Michael Schumacher and Ferrari’s dominance of Formula 1 showed no signs of ending in 2004. Indeed he won 12 of the first 13 races (and again in Japan) and clinched his seventh title with four races to go. Rubens Barrichello ably supported the German and counted back-to-back victories in Italy and at the new Chinese Grand Prix among his 14 podium finishes. Barrichello finished as championship runner-up for the second time after the scarlet cars finished 1-2 in eight of the 18 races.
Consistently best-of-the-rest was the impressive Jenson Button and BAR-Honda team. The Englishman may not have won a race but he was third in the championship after 10 top three finishes that included coming second at Imola (from a first pole position), Monaco, Hockenheim and Shanghai. However, much of the season was played out by his desire to move to Williams for 2005 although he was eventually forced to stay with BAR when the FIA’s Contract Recognition Board ruled in favour of the Brackley-based team. Team-mate Takuma Sato qualified on the front at the Nurburgring and finished third in the USA but it was an erratic campaign with incidents aplenty.
Renault’s Jarno Trulli converted pole position in Monaco into a first GP victory by withstanding Button’s intense pressure. However, he fell out of favour with Team Principal and erstwhile manager Flavio Briatore by the end of the year. Fernando Alonso was a distant fourth in the standings although the youngster had seemed on course for victory in France before Ferrari switched Schumacher to a radical four-stop strategy.
The Williams FW26-BMW was a disappointment and Juan Pablo Montoya’s victory in the Brazilian finale was a rare highlight for the team. That was the Colombian’s final race before joining McLaren and it proved to be Williams’ last win for eight years. Ralf Schumacher was sidelined for six races after injuring his back in a 180 mph accident at Indianapolis. He returned to finish second behind his brother in Japan.
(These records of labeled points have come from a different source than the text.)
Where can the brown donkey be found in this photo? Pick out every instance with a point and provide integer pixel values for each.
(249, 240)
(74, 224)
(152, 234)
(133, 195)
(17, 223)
Kimi Raikkonen scored just a single point during the first half of the season before the introduction of the updated McLaren MP4/19B transformed his fortunes. He won the Belgian GP (from tenth on the grid) and fourth in Germany was the best result of David Coulthard’s ninth and final season with the team. It was a time of change for the Woking-based outfit for the impressive new McLaren Technology Centre – built at a reputed cost of £300m – was fully opened in May 2004.
Mark Webber’s Jaguar qualified on the front row in Malaysia but neither he nor Christian Klien could finish higher than sixth. F1’s precarious economic state was illustrated once more when the Ford Motor Company put the team up for sale at the end of the season.
This was F1’s longest season so far with new Hermann Tilke-designed circuits in Bahrain and Shanghai expanding the calendar to 18 races for the first time.